So You Want to Run a 5K – Part 3 – Choosing a Training Program

Welcome to Part 3 of our "So You Want to Run a 5K" series.  We talked about where to run in Part One, and essential running gear in Part Two.  Now that you're decked out and have a place to run, it's time to start training.  Do you just head out and run?  Walk?  Both?  Maybe…it depends on a lot of things. 

While you could just start running, I definitely think some sort of plan is better than just winging it, although you can certainly come up with your own plan (I did).  Here is an overview of the plans that I looked at (note that while some of the plans say "jogging", I say it's "running" if it's faster than you walk), as well as what I actually did:

Blisstree's Couch to 5K in 6 weeks
This plan consists of three workouts per week, and I think it's pretty intense – you get to the full 5K in only 6 weeks.  This program trains by time rather than by distance, and the first workout has you doing 5 minutes of running and a 5 minute cool down.  As you progress, you gradually increase your run time until you're at 30 minutes at the end of week 5.  You then taper off and run your race at the end of week 6.

While this plan mentions that you shouldn't be afraid of the walk break, the thought of even 5 minutes of running when I started was way too much for me.

Hal Higdon's 8-week 5K program for novices
Whether you do his plans or not, Hal Higdon's site has a lot of great information, including a walking program if you aren't at a running level yet.  He has novice, intermediate, and advanced training programs for all sorts of distances (hello, half-marathon).

Coming from doing the 30 Day fShred daily, I really like that his novice 5K program has activities on 4-6 days a week.  But the first scheduled run is 1.5 miles.  Perhaps that's not a lot for people who are currently (or used to be) runners, but as someone who had NEVER run before, this was a bit daunting.  He mentioned that "if running 1.5 miles for your first workout seems to difficult, you might want to begin with the walking program."  I felt like the walking program was way too easy, though.  I needed somewhere in between the two.

Cool Running Couch-to-5K
This plan consists of 3 workouts a week for 9 weeks.  The first week you run/walk for 20 minutes, alternating between 60 seconds of running and 90 seconds of walking.  You gradually increase the amount of running you're doing, and then decrease the amount of walking until you're running the whole 5K.

Of all the plans I looked at, I liked this one the best because it was in between walking and running.  The intervals weren't quite right for me, but it was definitely a good starting place.

My 5K plan
I basically took the Cool Running plan and adapted it for my fitness level.  I started out as they did (90 seconds of walking/60 seconds of running), but I added a warmup walk before, and rather than stopping at 20 minutes I did a full 5K (3.1 miles) every time.  Since I was in decent shape, I thought it was important to get used to the distance, regardless of if I was walking or running.  I was also running 4 times a week instead of 3.

As I got more comfortable with running I'd bump up the run time and/or decrease the walk time.  By somewhere around week 6 I got to 3:15 running and 0:45 walking, and that interval has been comfortable for me since (although I need to change it up at this point).

What's important to remember is that none of these plans may be exactly right for you.  Feel free to adapt them to fit your level of fitness, and remember not to overdo it.  The best way to hate running is to overdo it.  After a while you might want to push yourself, but take some time to ease into it.  You might actually find you enjoy it!

Next time…extras you can play with!

- Bill

3 comments for “So You Want to Run a 5K – Part 3 – Choosing a Training Program

  1. August 20, 2009 at 10:32 am

    When I was a VERY beginning beginner, I needed an exceedingly gradual program (the Couch to 5k was too much for me!).

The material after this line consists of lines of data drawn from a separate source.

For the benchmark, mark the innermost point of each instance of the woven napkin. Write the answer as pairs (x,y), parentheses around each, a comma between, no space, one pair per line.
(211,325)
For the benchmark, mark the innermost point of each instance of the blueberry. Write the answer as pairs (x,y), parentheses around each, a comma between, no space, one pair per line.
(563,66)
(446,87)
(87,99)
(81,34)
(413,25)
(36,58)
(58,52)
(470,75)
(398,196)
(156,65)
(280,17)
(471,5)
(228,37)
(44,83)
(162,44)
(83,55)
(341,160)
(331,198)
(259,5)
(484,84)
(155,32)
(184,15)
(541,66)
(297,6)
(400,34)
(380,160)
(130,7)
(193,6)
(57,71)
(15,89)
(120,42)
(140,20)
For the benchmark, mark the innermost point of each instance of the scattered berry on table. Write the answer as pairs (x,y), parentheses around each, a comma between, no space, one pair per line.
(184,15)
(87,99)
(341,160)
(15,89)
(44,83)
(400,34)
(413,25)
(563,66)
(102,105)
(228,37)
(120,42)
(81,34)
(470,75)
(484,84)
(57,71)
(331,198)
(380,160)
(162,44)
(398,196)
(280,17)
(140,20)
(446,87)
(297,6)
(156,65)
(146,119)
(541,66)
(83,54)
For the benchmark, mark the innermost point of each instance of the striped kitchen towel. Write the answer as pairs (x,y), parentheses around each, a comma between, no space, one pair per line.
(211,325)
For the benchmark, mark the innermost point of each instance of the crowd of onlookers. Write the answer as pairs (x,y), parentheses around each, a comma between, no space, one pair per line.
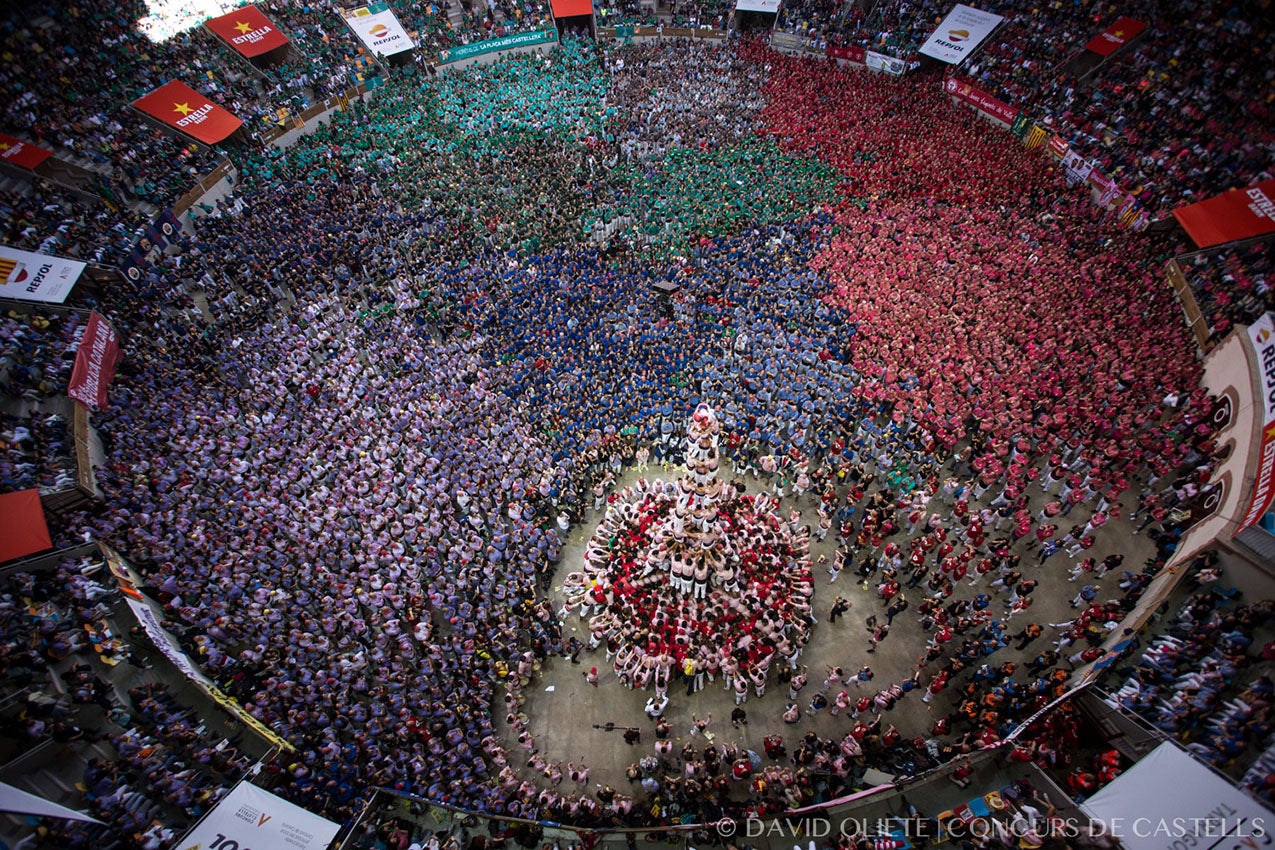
(434,345)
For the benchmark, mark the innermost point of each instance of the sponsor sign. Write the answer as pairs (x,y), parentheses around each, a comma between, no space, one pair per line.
(494,45)
(981,100)
(1116,36)
(251,818)
(379,29)
(94,363)
(247,32)
(960,33)
(37,277)
(22,153)
(1238,214)
(184,108)
(787,41)
(848,54)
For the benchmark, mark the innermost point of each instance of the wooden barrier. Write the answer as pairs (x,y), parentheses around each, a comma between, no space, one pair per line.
(1196,321)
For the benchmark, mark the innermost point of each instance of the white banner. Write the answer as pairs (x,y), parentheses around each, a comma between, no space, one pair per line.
(250,818)
(960,32)
(1168,800)
(37,277)
(379,29)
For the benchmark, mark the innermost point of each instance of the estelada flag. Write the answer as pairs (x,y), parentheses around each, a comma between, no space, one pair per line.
(22,153)
(1238,214)
(1114,37)
(247,31)
(184,108)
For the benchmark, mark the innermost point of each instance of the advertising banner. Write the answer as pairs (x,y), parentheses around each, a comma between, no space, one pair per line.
(247,32)
(960,33)
(882,63)
(184,108)
(1238,214)
(22,153)
(379,29)
(981,100)
(1261,337)
(1114,37)
(94,363)
(849,54)
(37,277)
(494,45)
(251,818)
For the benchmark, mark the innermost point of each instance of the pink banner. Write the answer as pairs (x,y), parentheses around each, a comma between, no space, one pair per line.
(849,54)
(94,363)
(981,100)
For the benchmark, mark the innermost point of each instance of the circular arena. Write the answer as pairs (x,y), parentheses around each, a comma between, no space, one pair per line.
(745,424)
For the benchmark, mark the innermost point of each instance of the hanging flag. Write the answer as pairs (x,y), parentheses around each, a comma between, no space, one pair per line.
(247,32)
(184,108)
(1114,37)
(960,33)
(94,363)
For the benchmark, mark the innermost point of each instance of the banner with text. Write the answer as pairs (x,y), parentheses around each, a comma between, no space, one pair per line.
(1261,337)
(1116,36)
(849,54)
(1238,214)
(251,818)
(494,45)
(379,29)
(247,32)
(981,100)
(184,108)
(22,153)
(94,363)
(960,33)
(37,277)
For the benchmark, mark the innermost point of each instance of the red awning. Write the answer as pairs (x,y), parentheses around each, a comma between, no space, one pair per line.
(1116,36)
(1238,214)
(247,31)
(22,525)
(571,8)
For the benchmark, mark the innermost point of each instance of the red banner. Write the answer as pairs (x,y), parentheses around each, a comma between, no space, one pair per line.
(851,54)
(1238,214)
(247,31)
(981,100)
(571,8)
(1116,36)
(22,153)
(184,108)
(94,363)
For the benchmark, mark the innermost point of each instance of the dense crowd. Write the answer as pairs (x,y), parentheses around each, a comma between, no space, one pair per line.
(352,500)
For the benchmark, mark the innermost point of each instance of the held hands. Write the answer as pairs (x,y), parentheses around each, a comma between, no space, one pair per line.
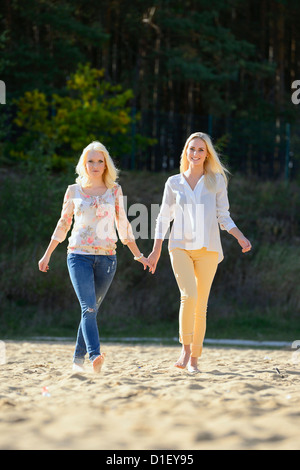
(245,244)
(153,260)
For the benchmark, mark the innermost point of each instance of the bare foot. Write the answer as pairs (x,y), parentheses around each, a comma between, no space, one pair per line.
(184,357)
(98,363)
(192,365)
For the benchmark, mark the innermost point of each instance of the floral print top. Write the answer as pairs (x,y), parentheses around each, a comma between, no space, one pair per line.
(95,218)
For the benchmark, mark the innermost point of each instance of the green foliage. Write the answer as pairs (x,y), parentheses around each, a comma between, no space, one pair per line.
(60,127)
(253,296)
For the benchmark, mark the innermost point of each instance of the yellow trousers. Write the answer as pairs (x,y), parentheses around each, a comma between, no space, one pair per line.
(194,271)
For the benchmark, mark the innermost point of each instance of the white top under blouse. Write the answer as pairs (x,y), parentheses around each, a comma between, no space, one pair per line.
(195,214)
(95,218)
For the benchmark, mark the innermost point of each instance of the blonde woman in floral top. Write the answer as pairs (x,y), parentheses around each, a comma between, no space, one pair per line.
(96,204)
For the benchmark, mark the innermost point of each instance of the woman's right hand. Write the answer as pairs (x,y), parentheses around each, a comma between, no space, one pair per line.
(153,260)
(44,263)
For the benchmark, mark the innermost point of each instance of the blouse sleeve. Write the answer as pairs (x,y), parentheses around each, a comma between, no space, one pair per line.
(123,225)
(65,221)
(223,215)
(166,213)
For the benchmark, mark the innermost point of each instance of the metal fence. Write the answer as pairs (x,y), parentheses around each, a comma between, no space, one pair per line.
(265,149)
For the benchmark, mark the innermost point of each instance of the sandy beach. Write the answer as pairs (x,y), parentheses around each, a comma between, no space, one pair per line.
(242,399)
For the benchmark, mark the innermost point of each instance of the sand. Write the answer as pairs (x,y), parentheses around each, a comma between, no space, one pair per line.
(140,401)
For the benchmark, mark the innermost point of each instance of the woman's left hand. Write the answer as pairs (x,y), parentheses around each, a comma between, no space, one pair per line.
(145,262)
(245,244)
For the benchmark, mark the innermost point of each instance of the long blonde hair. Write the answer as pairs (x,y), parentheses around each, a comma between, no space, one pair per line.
(212,164)
(110,174)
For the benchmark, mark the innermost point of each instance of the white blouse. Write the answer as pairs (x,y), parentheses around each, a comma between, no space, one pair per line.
(195,214)
(95,218)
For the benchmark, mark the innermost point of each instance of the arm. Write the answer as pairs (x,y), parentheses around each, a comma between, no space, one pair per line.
(44,261)
(164,218)
(60,231)
(242,240)
(155,255)
(224,219)
(125,230)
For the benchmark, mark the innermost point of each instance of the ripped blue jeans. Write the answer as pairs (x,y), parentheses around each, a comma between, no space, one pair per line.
(91,276)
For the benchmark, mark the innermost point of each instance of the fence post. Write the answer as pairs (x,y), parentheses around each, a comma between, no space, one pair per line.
(287,150)
(210,125)
(133,134)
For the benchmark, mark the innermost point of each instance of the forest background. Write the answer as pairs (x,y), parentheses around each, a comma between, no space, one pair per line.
(140,76)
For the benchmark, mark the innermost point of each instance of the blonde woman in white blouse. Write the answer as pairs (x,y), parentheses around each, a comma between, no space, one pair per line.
(196,201)
(96,203)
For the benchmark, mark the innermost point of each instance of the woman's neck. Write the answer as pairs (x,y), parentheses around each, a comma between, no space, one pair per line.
(194,172)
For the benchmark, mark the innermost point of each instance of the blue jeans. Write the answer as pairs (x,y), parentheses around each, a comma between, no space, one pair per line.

I used this one from Lifehack that has you walking more than you’re running until week 5:
    (and now I’m cheerfully running 10k distances and vaguely considering half-marathons in my someday-plan, if that makes anyone feel better about where they’re starting out)

  2. limejuicy
    August 20, 2009 at 10:39 am

    iTunes has a great couch-to-5k app for the iPhone, called c25k. You play your favorite running music playlist and then start your next c25k workout. The program signals you (over your music) when you should walk/run/cooldown. I’m on week 5 of the 8 week program and I still love it.

  3. August 20, 2009 at 11:44 am

    When I first started, eons ago, I just started by running from one mailbox to the next. And then I’d worked up to two mailboxes. Definitely an unscientific way to do it, but it worked!
    I like the C25K approach they have now! It makes a 5K accessible to everyone, not just the elite.